With C++ interop, I assume we could at least write Swift code and use it on Android by bridging through C++, but I’m wondering if we could just skip the C++ intermediate layer and just call Swift directly from Kotlin through the NDK as if it were C++?

Also I’m guessing we can use the existing system C / C++ libraries normally from Swift? Though, if they are non-modular I guess we might have to use some kind of bridging header?

Not true, I have been distributing a full SDK for years, which can be used to compile many Swift packages for Android with minimal changes.

There is a wrapper to make this easier, been around even longer.

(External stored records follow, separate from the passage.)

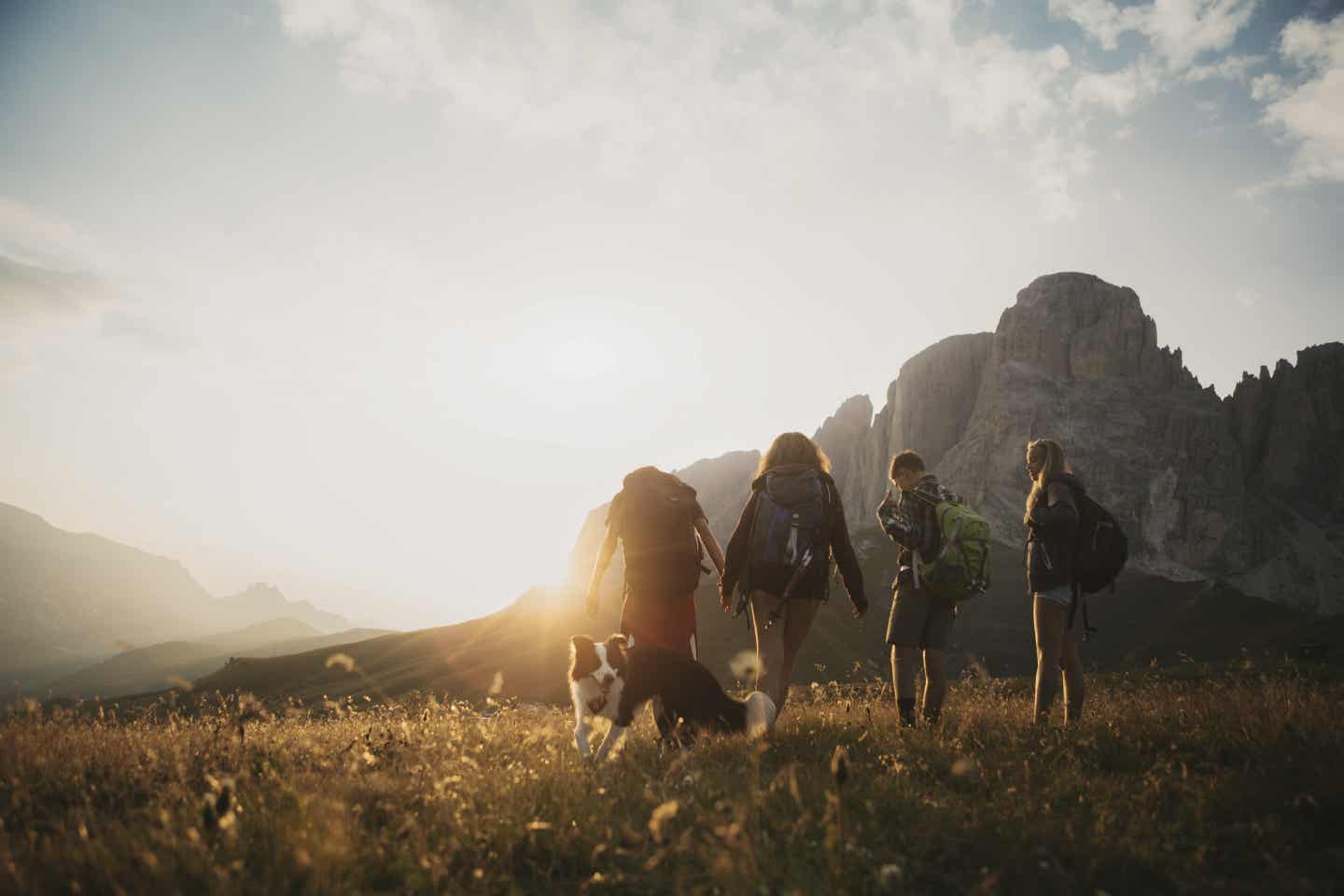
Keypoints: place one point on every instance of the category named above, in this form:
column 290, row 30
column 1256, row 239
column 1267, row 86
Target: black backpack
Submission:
column 791, row 517
column 657, row 531
column 1101, row 550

As in, without using whatever Kotlin<->C++ interop there is now, but using some new Kotlin<->Swift interop? Somebody would have to work on that, but I don't know of anybody who is.

For C, this has long been available through Swift's C interop. I don't believe there's much system C++ APIs, if any.

Keep in mind that google doesn't want you using C/C++ on Android, so what exists in the NDK is the bare minimum to port over legacy code. For example, you cannot access the Android GUI APIs directly from C++, only from the JVM, even though that GUI is implemented in C++.

The Android libc++ uses a modified version of the upstream LLVM modulemap, so that works, but the Bionic libc doesn't have one. I opened an issue for it years ago, but I doubt anybody will work on it anytime soon. Swift's C++ Interop is in a semi-broken state on Android, partially because of those modulemap issues, as we currently just use the glibc modulemap that comes with the Swift toolchain.

For other C system headers, yes, you may need a modulemap, just like that JNI wrapper has.

To sum up, Android has almost no system C++ APIs, Swift's C++ Interop is currently incomplete on Android (note all the Interop/*Cxx tests marked as unsupported on the community Android CI), and Swift already works fairly well on Android, so support for C++ interop would add almost nothing on that platform.

2 Likes

You can run a full C++ application in the NDK, it's just that interactions with the Android event loop have to be creatively managed.

Sure, that is mainly meant for porting existing games that have their own UI widgets rendering to OpenGLES. But you have to ship the C++ stdlib with your app, you can't even use the one in the system. If they were really trying to enable C++ devs, they could easily make available C or C++ headers/libraries for the native Android GUI, but they choose not to.

I can't blame them for trying to sunset use of C/C++ in mobile apps, I just wish they would provide a modern natively-compiled alternative like Apple is. I tried Kotlin/Native years ago, it was not a good dev experience. There is some interest in adding Rust, but the NDK devs say it "is not being worked on, nor is it planned."